Comprehensive Health Education | Rare Bleeding Disorders

View Original

Biopsychosocial Aspects of a Chronic Illness 2019 FEATURE

Published: Lifelines for Health Fall 2019

By: Anna Maria Bell, LICSW, LCSW-C, LISW

Having a chronic medical diagnosis, can be extremely challenging. Along with those challenges, caregivers and those managing the diagnosis often face periods of isolation, depression, and anxiety. Because of this fact, taking care of your mental health becomes as essential, as taking care of your physical health.

Mental health encompasses many things including emotional, psychological, and social well-being. Your mental health will affect how you handle stress, relate to others and make choices. Mental health may have
a biological factor or be caused by life experiences including trauma and abuse. As we explore the literature surrounding chronic conditions and mental health, namely depression and anxiety, we see a substantial cause and effect scenario.

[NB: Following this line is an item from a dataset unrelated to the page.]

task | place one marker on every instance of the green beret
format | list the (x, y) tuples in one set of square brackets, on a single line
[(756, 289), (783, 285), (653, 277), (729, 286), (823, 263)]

Some research suggests that due to constant issues with managing pain, the cost, as well as the stress and worry of managing the condition causes mental health complications. Other research asserts that there is an increased likelihood for a chronic condition to develop and manifest, if a person is diagnosed with mental health concerns as a result of not taking care of one’s medical needs including non-compliance with medication, attending doctor’s appointments and following medical recommendations.

Living with a chronic condition can become all consuming. Taking the time to manage multiple appointments, infusion regimens (often including their own, their children or loved ones), managing the pain and subsequent doctor’s appointments involves many hours of planning and juggling. Because of this fact, paying attention to the signs of depression and anxiety often take a back burner to day-to-day responsibilities, leaving some undiagnosed and most definitely untreated.

Take for example the chronic condition of hemophilia. Because of the genetic predisposition for it, caregivers have little to no adjustment time before their role as caregiver begins. (According to Schwartz, Powell & Eldar-Lissai, 2017), since people are born with hemophilia, family members are initiated into the caregiving role as soon as the family becomes aware of the diagnosis. Because of this, caregivers need to equip themselves to be able to manage multiple co- morbidities, while also taking care of themselves mentally because caregiving is physically, emotionally, and financially demanding. (Miravitlles, Pena- Longobardo, Oliva-Moreno & Hidalgo-Vega, 2015).

Depression and Anxiety

Depression and anxiety present themselves in different ways. Coping with a disorder causes the person to have thought processes that, if gone untreated, can lead to mental health complications. Some of those thought processes may include:

  • What did I do to deserve this (why me?)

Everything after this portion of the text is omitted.